L’automobile du futur est un sujet sans intérêt. Tout simplement parce que l’ADN de l’automobile reste le même. La masse marchande, celle qui « se voit », structure la pensée, l’organisation et l’allocation des ressources car elle est synonyme de profit. Le futur de l’automobile est nettement plus intéressant quand il s’agit de réfléchir aux pistes pour réduire (drastiquement) les émissions de GES, de polluants, la dépendance aux énergies fossiles, la consommation d’espace public.

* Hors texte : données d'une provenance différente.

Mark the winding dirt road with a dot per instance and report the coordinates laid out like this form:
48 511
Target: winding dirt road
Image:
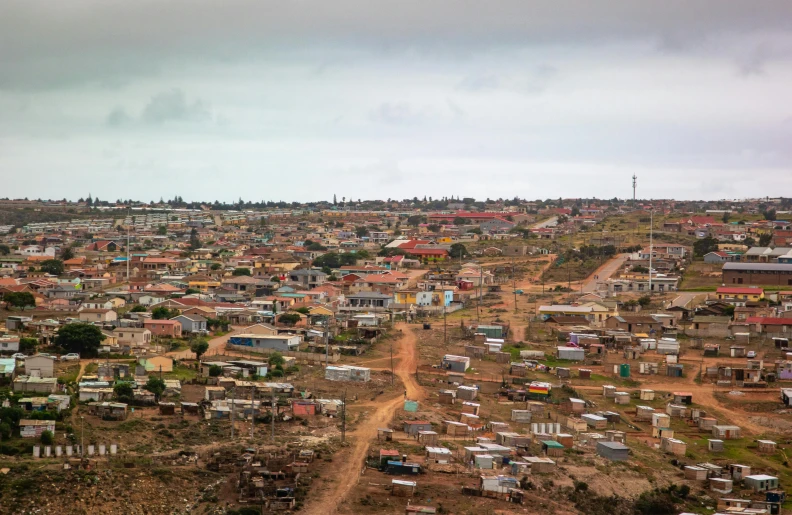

Imaginez que vous soyez dans les années 1980. Imaginez que la pellicule photo soit un produit très polluant et que votre organisation soit chargée de réduire cette pollution. Vous seriez en train de travailler avec les producteurs de pellicule photo comme Kodak en leur finançant des projets de R&D visant à réduire tel composant, à modifier leurs procédés industriels. Vous seriez également en train d’expliquer au public que prendre des photos génère de la pollution, qu’il est préférable de limiter les photos. Une personne aurait même l’idée de supprimer la pellicule photo pour prendre des photos numériques. Les fabricants de pellicule bénéficieraient de subventions pour ces projets visant à supprimer la pellicule. Kodak déposerait des brevets et vous vous diriez « nous sommes sur la bonne voie ». Mais rien ne passait vraiment, car Kodak était incapable de penser son futur sans la pellicule. Et tout à coup, de nouveaux acteurs arrivent venant d’un autre domaine avec des conséquences violentes sur le marché de la pellicule photo…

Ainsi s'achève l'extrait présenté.